Chicagoan Indicted in $12 Million Ponzi Scheme

David J. Hernandez
The indictment alleges that David J. Hernandez, 48, fraudulently induced some 290 victims to invest approximately $12 million through his business, NextStep Financial Services, Inc., and several related companies. Hernandez was charged with four counts of mail fraud in an indictment that was returned late yesterday and announced today.
In addition to the mail fraud counts, the indictment also seeks forfeiture of approximately $3.5 million and two luxury automobiles: a 2009 Audi and a 2007 Mercedes Benz ML350.
According to the indictment, between July 2007 and June 12, 2009, Hernandez defrauded prospective investors and investors in a NextStep Financial Services product described as a “Guaranteed Investment Contract.” He made false representations and promises regarding the risk of investing with NextStep, the manner in which the victims’ funds would be used, the returns that NextStep generated, and his background, it alleges.
Hernandez allegedly falsely promised investors monthly returns of 10 to 16 percent, with no risk of loss to their principal, through investing their funds in Check ‘n Go stores, which offered short-term “payday advance” loans, and which Hernandez claimed were owned or financed by NextStep. In fact, as Hernandez allegedly knew, no NextStep investor funds were used to purchase or finance the operation of Check ‘n Go stores.
Hernandez also fraudulently represented to investors that their principal was protected through insurance that NextStep obtained from various insurance companies, the indictment alleges, when he knew, in fact, that victims’ investments were not insured in any manner. And, knowing that victims’ funds were not earning any interest whatsoever, Hernandez allegedly converted the investors’ funds to his own benefit and used their money to make Ponzi-style “interest” payments to other NextStep investors.

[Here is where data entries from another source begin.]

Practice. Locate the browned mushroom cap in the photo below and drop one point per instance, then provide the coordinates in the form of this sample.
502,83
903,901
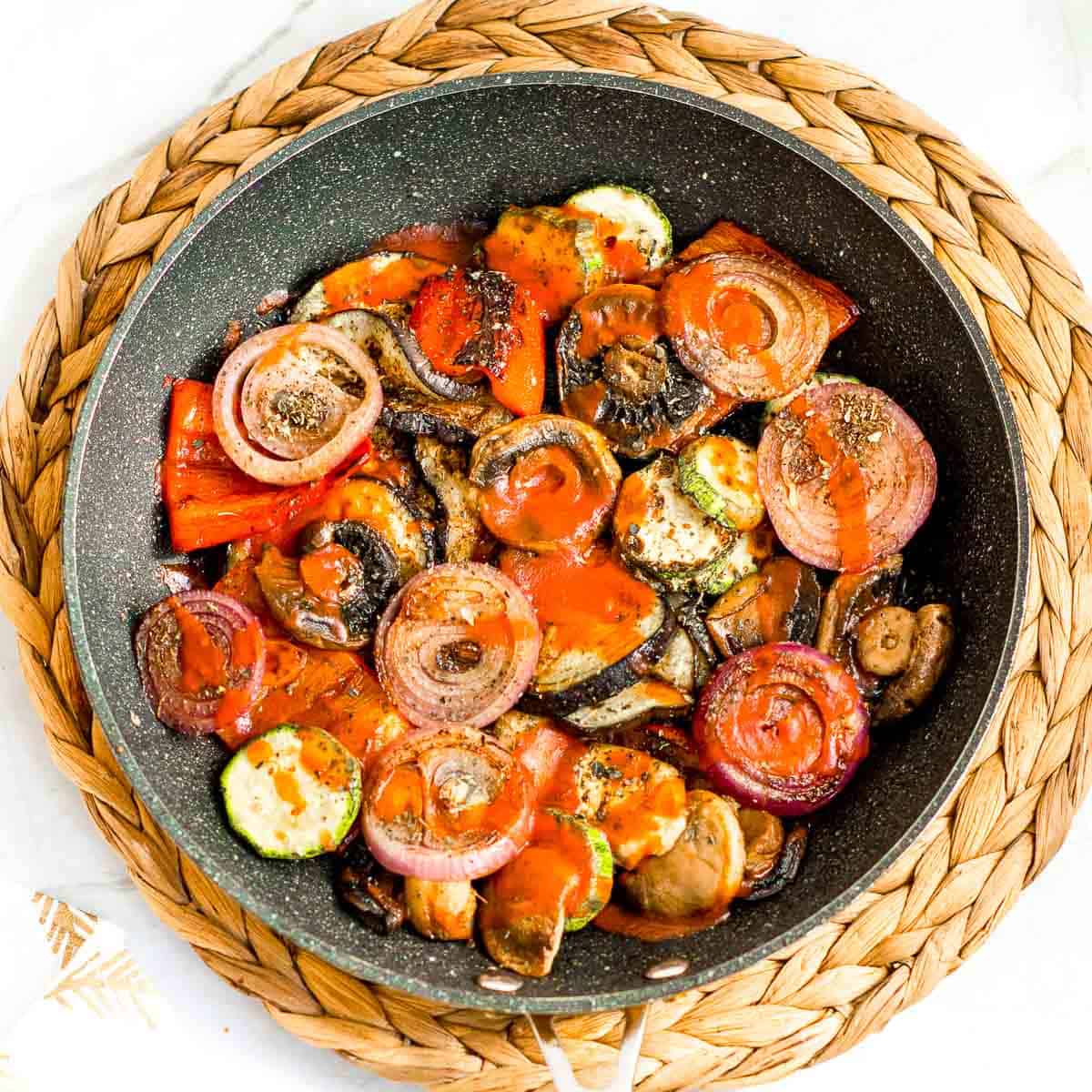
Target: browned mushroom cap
518,934
778,603
764,836
702,872
929,655
441,910
850,598
784,871
885,637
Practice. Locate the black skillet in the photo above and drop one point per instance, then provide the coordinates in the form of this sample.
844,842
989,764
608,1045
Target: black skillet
473,147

The indictment further alleges that Hernandez lied to investors about his background and experience, including falsely representing that he had a law degree and a master’s degree in business administration, and that he had 26 years of experience in the financial industry, while failing to disclose pertinent material information about his personal background.
If convicted, each count of mail fraud carries maximum penalty of 20 years in prison and a $250,000 fine, or the Court may impose an alternative maximum fine totaling twice the loss or twice the gain, whichever is greater. The Court, however, would determine the appropriate sentence to be imposed under the advisory United States Sentencing Guidelines.